The conceptual idea behind attention in machine learning is to give conditional focus to certain features of an input conditioned on that input. For instance, in the question “Do you like dogs or cats?” The words “like”, “dogs”, and “cats” are more important than “Do”, “you”, and “or”. Attention is an attempt at modeling this behavior. In our case we use visual attention, so instead of focusing on particular portions of a question we use the question to highlight the important features of the image. This can be thought of as pointing a flashlight at a certain part of an image in the dark, and using only what you see to answer a question.

Our Models

Baseline FCNN

We first use VGG-16, a pre-trained convolutional neural network model, to understand our image and convert it to a 1024 fully connected layer. This “feature” vector is fed into a dense layer and provides a summary of the image. For the question, each word is fed into a dense layer and then an LSTM to generate an embedding. We concatenate the final hidden state and cell state and feed this embedding into a dense layer. The image vector and question vector are then fused through pointwise multiplication, and this final vector is fed into two dense layers with dropout. Finally, a softmax layer outputs the answer to the question by selecting the most probable outcome out of the top 1000 answer choices.

Attention Model

In the paper[1] that inspired our model they used two forms of attention: word based attention (i.e. the attention given to the image embedding based on each individual word in the question) and evidence or semantic attention (attention based on the entire question). Our model varies in that we use a recurrent model for our attention. Instead of combining the attention for each individual word with the attention for the entire question we allow our attention to be tuned sequentially through the question, similar to how a human would interpret a question about an image. The following section explains how are model works in detail; however, more broadly, we input an attention filtered image embedding to our LSTM at each timestep (corresponding to each word) allowing BPTT (Back-Propagation Through Time) to update our attention weights.

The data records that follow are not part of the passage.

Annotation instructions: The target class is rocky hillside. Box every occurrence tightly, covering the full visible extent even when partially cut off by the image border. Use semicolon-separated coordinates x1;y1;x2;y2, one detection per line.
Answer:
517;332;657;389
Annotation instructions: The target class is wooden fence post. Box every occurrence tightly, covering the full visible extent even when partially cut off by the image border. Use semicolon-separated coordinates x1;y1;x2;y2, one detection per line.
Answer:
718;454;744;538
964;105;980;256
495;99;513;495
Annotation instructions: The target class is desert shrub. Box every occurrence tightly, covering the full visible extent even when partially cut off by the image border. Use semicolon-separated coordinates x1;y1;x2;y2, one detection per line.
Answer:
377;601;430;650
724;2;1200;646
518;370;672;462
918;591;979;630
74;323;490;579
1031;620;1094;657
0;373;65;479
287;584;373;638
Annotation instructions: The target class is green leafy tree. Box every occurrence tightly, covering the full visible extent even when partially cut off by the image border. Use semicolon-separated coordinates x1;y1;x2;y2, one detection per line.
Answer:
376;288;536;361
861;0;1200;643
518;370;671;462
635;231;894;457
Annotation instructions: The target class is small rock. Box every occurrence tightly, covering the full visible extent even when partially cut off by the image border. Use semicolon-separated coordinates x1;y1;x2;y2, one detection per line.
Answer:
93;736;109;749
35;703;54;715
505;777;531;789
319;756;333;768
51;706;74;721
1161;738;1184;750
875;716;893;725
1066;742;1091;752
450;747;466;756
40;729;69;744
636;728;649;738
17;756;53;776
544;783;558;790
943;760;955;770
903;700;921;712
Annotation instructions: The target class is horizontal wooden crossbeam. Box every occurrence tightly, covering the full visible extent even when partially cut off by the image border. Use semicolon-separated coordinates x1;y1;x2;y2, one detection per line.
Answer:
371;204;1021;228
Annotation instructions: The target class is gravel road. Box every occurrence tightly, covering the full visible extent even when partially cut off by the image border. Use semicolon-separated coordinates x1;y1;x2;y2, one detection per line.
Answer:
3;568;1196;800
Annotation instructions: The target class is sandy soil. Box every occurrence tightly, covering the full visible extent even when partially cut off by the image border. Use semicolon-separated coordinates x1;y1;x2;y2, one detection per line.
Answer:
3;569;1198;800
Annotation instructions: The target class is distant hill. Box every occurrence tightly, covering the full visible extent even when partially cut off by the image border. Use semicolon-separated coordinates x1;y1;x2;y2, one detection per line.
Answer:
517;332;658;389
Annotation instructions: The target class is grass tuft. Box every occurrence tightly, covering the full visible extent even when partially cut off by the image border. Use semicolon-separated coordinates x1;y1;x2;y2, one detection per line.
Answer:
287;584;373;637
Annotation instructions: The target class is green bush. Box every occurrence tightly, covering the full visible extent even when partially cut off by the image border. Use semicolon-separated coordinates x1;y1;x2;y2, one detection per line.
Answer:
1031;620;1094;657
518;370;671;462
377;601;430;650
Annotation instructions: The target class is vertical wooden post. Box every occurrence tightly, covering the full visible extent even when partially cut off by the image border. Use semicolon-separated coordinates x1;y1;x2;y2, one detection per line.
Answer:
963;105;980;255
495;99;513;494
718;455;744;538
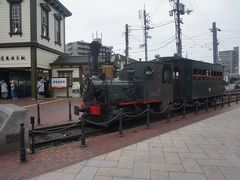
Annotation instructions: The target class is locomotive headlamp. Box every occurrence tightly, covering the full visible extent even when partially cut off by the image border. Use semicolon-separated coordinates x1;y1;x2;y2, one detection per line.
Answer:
144;66;153;76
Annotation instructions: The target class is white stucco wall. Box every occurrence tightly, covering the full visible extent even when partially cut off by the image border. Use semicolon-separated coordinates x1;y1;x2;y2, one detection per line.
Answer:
36;0;65;53
0;0;30;43
52;86;81;98
52;67;80;98
0;47;31;68
52;88;68;98
52;67;79;77
37;48;60;69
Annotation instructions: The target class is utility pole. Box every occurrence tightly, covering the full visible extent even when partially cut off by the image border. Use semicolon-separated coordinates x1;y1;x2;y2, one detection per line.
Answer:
125;24;129;65
169;0;192;57
210;22;221;64
139;6;151;62
176;0;182;57
143;8;148;62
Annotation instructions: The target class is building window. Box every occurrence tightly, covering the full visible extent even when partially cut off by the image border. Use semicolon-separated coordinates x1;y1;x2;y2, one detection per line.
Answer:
58;71;73;86
40;3;51;40
8;0;22;36
54;14;62;45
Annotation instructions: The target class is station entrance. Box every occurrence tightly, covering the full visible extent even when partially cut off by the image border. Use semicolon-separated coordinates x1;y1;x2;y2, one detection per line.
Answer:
0;68;31;98
0;68;50;98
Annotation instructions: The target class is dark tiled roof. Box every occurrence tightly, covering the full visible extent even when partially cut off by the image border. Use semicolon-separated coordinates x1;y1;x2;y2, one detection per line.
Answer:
50;56;106;66
51;54;138;66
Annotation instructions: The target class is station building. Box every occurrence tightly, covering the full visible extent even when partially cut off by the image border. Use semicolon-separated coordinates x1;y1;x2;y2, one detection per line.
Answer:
0;0;71;98
50;55;107;98
49;53;137;98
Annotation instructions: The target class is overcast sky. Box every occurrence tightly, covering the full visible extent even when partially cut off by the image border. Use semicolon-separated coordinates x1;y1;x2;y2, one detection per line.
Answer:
60;0;240;63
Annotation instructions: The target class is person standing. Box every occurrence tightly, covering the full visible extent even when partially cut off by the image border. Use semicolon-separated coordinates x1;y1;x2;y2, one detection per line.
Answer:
10;80;17;99
1;80;8;99
37;79;45;101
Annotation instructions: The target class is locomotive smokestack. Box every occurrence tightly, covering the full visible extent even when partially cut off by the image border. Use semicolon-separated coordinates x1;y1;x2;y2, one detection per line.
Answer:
89;40;101;78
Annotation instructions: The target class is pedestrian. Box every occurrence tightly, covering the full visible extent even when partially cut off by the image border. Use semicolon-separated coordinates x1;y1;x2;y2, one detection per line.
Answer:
1;80;8;99
37;79;45;101
10;80;17;99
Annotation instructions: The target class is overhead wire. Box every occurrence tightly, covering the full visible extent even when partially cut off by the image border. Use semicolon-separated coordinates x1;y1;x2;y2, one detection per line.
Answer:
130;33;142;43
219;37;240;40
130;49;144;54
196;0;211;24
128;18;175;54
150;35;175;46
148;36;175;52
187;31;211;38
149;0;163;18
182;33;203;47
151;20;174;26
185;0;211;33
149;0;168;19
151;21;175;29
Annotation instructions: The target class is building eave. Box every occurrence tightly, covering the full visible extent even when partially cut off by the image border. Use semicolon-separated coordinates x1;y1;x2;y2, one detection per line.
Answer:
44;0;72;17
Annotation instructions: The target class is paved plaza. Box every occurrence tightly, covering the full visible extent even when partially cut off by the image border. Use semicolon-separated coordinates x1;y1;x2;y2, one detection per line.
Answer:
31;107;240;180
0;98;81;127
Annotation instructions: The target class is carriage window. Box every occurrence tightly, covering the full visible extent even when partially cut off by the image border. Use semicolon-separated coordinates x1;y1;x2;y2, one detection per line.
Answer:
162;66;172;84
175;72;179;78
173;67;180;79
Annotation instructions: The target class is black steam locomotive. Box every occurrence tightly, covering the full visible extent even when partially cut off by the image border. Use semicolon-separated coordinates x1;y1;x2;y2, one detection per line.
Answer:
79;41;224;125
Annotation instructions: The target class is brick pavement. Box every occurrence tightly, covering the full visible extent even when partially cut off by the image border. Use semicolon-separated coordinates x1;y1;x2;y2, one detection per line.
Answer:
0;101;240;180
32;104;240;180
0;98;81;127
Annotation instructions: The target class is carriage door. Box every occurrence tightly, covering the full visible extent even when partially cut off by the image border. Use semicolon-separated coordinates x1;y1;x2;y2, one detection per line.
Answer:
173;67;180;98
161;65;173;107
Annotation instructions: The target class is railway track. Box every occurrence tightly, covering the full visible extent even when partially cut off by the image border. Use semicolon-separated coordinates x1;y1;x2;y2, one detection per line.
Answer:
30;89;240;151
29;122;106;149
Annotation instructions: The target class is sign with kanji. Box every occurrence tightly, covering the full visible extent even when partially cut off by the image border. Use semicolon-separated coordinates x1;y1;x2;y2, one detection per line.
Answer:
51;77;67;88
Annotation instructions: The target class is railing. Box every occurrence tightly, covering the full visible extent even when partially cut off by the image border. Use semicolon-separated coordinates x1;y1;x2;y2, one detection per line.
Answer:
19;92;240;164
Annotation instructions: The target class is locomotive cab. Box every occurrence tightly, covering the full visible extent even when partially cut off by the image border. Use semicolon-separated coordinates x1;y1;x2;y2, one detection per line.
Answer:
82;61;174;125
120;61;173;109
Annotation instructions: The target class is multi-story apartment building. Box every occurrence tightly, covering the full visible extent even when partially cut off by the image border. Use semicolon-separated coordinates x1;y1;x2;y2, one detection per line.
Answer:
219;47;239;80
65;40;112;60
0;0;71;98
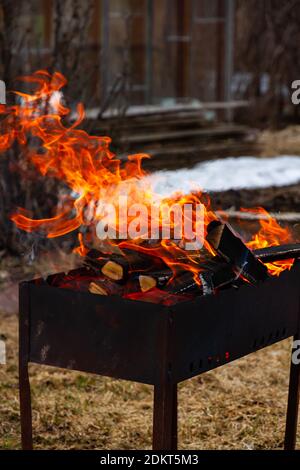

First, the model embeds each image into a 4096-dimension vector using the final dense layer of VGG-16. This vector summarizes the features of the image, and is then passed into a dense layer to output a 300-dim vector. Each word of the question is then passed through Word2Vec to generate a vector that encapsulates the word’s meaning, which is then combined with the image vector through pointwise multiplication. This combination is passed through a softmax layer to output a “mask” that highlights where the word appears in the image. The mask is multiplied by the original image vector to reintroduce the image features, and then we concatenate this “attention image” with our initial word vector to create an image-word combination that tells the model where to look. To preserve the structure of the question, we feed each image-word vector into a two-layer LSTM. The LSTM outputs into two dense layers with dropout, and finally, the output is fed through a softmax layer to produce the answer.

Classifier

We trained a question type classifier to predict the type of answer our input question was looking for: Yes/No, Number, or Other. Using Word2Vec embeddings for each word in the question, we passed the vector representation of each word into an LSTM with 512 hidden units. The final hidden and cell states of the LSTM are then concatenated to form our question embedding. That question embedding is finally fed through a dense network layer with softmax activation to output of the most likely answer type the question is looking for. After training the classifier on the entire dataset, it achieved an accuracy of 96%.

Sources: We are basing this project off of the paper “Ask, Attend and Answer: Exploring Question-Guided Spatial Attention for Visual Question Answering.” They combine an LSTM with a CNN in order to understand a question (LSTM) along with an image (CNN) well enough to provide an accurate answer.